Padahal di NU ini masih punya apa yang kami sebut sebagai badan-badan otonom yang dulu disebut organisasi-organisasi underbow, seperti Muslimat, Ansor, Fatayat, IPNU, IPPNU, dan lain-lain. Kami punya 14 organisasi semacam itu, dengan sebagian besar struktur yang sama dengan NU. Jadi, menjadi mirror structure dari NU. Kalau NU ini jumlah personelnya 2 juta, itu masing-masing banom itu jumlah personelnya 2 juta juga.
Jadi tinggal ngitung itu, 19×2 juta. Ini organisasi yang raksasa, dan ini, teman-teman peserta Digital Leadership Academy kali ini, akan menjadi yang pertama dari angkatan kepemimpinan Nahdlatul Ulama yang akan memimpin permulaan dari strategi transformasi digital kita.

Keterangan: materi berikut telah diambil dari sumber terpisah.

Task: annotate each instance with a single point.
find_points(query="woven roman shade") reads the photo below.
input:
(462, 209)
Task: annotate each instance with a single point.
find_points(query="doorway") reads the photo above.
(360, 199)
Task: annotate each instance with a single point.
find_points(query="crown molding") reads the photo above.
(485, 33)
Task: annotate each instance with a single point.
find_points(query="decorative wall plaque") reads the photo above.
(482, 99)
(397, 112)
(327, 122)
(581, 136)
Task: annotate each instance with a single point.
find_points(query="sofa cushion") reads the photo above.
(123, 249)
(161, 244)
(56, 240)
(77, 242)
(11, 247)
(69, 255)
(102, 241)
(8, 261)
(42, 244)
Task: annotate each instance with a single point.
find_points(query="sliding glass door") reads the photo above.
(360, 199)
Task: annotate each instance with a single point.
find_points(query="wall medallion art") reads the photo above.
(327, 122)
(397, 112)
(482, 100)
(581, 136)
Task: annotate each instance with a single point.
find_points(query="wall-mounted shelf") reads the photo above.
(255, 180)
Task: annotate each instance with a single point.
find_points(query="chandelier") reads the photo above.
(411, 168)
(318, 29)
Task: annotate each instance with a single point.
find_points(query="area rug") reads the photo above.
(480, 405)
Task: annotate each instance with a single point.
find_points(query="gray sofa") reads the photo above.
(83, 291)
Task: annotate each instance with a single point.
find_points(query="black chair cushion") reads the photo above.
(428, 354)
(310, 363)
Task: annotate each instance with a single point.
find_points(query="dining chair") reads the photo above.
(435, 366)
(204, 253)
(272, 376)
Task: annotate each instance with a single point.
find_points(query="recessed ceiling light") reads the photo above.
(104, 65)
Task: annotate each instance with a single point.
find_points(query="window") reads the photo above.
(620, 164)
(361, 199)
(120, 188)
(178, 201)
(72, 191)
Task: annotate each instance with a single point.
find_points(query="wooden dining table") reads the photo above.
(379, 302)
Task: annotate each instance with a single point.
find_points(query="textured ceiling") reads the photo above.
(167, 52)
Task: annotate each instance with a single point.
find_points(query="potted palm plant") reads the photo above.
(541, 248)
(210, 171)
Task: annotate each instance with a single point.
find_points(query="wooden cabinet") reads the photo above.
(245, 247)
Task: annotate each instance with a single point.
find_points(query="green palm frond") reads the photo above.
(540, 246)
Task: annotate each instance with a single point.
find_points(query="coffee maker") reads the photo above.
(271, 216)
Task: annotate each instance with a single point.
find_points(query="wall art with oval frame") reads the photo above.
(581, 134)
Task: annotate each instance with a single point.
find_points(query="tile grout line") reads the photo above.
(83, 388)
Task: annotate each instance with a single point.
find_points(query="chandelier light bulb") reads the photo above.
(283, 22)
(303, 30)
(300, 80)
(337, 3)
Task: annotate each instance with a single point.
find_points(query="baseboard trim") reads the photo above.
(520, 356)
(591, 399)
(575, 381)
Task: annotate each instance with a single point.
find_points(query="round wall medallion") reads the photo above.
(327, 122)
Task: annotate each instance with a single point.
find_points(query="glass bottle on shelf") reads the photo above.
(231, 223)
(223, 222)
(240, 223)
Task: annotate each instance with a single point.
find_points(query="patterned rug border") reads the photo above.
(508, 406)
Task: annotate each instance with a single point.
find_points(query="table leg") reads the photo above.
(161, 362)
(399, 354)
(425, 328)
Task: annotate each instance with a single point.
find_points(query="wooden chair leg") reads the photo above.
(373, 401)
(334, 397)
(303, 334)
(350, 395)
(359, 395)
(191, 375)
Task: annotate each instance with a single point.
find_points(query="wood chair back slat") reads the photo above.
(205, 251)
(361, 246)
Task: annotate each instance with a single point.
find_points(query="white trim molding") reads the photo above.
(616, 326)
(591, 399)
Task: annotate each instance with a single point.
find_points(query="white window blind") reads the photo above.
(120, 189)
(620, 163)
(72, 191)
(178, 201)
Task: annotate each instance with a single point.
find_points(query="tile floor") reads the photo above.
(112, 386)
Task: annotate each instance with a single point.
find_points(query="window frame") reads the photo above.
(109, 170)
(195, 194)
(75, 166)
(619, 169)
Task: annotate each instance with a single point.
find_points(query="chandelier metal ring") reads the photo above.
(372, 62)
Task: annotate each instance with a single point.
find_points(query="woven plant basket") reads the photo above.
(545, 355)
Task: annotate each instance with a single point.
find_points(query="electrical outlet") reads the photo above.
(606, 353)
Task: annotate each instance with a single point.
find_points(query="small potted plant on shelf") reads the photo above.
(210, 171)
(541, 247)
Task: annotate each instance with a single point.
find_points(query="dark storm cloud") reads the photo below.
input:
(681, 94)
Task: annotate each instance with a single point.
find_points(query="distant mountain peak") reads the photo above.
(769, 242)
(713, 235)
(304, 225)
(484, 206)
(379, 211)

Sekali lagi, terima kasih. Dan saya harap kepada, khususnya para peserta ini, untuk menyediakan dedikasi sepenuhnya untuk program ini, karena ini nanti akan sangat kita butuhkan di dalam menyukseskan agenda transformasi digital Nahdlatul Ulama. Terima kasih.
Wallāhul muwaffiq ilā aqwāmith tharīq. Wassalāmualaikum warahmatullāh wabarakātuh.
(Transkip Sambutan Ketua Umum PBNU KH Yahya Cholil Staquf (Gus Yahya) dalam Pembukaan Pelatihan Digital Leadership Transformasi Digital di Lingkungan Nahdlatul Ulama “NU Digdaya” (Digitalisasi Data dan Pelayanan) yang digelar di Pusdiklat Kemenkominfo, Jakarta, 22 – 26 Juli 2024).